Posted in: CHSS News, Inserra, Italian News and Events, Teresa Fiore Research, World Languages and Cultures

Teresa Fiore

Dr. Teresa Fiore, Associate Professor of Italian and Inserra Endowed Chair in Italian and Italian American Studies, contributed to the latest issue of the Journal of Modern Italian Studies (23:4, 2018 – Taylor and Francis/Routledge group) in two capacities: as author of an article and co-editor of a special section of the journal, with Dr. Ernest Ialongo. The result of a 2017 program held at Columbia University and Montclair State University, both the article and the section focus on the migrant “crisis” with specific reference to the case of Italy in the Euro-Mediterranean area, and challenge the fear-producing notion of “crisis” as unproductively used in political and media discourses.
The article, titled “From Crisis to Creation: The Early 21st Century Mediterranean Crossing on Stage and Screen in Works by Teatro delle Albe and Andrea Segre” (pp. 522-42) offers a textual and socio-political reading of the migrant voyages as represented in film and theater, and argues for a reversal of the by now stagnant concept of “crisis” in the direction of an active denunciation via the perspective of the migrants themselves. The article analyzes two works – the film Like the Weight of Water by Segre and the play Noise in the Waters by the Albe Theater – that were presented on the Montclair University campus over the past few years.

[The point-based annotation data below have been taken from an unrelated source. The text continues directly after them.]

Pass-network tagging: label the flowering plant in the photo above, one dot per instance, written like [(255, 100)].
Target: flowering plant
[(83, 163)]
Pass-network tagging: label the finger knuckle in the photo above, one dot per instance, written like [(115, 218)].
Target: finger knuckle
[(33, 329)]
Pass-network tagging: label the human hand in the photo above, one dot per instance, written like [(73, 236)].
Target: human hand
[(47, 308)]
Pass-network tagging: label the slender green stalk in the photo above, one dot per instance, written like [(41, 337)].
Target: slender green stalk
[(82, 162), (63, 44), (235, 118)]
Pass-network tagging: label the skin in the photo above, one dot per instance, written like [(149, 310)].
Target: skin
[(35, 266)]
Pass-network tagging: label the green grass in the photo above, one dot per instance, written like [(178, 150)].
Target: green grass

Dr. Fiore, along with Dr. Ialongo (Associate Prof. of History, Hostos CC, CUNY), is also the co-editor of the journal’s special section titled “Italy and the Euro-Mediterranean ‘Migrant Crisis’: National Reception, Lived Experiences, E.U. Pressures” (pp. 489-542). Designed to place Italy at the center of the debate about migration in the Mediterranean, the section is a response to a public debate increasingly prone to alarmism: its aim is to question the exclusionary practices adopted in Italy and Europe in favor of structured legal channels, and to reveal the growing crisis of E.U. democratic principles. The section includes, beside Dr. Fiore’s article, two other articles, respectively by Dr. Giuseppe Campesi of the University of Bari, Italy (“Between Containment, Confinement and Dispersal: The Evolution of the Italian Reception System Before and After the ‘Refugee Crisis’”) and Dr. Enrica Rigo of the Università degli Studi Roma Tre, Italy (“Migration, Knowledge Production and the Humanitarian Agenda in Times of Crisis”). Dr. Fiore and Dr. Ialongo also co-wrote the Introduction to the section (pp. 481-89). This special section was selected by Taylor and Francis for inclusion in a December 2018 campaign about migration-focused scholarship.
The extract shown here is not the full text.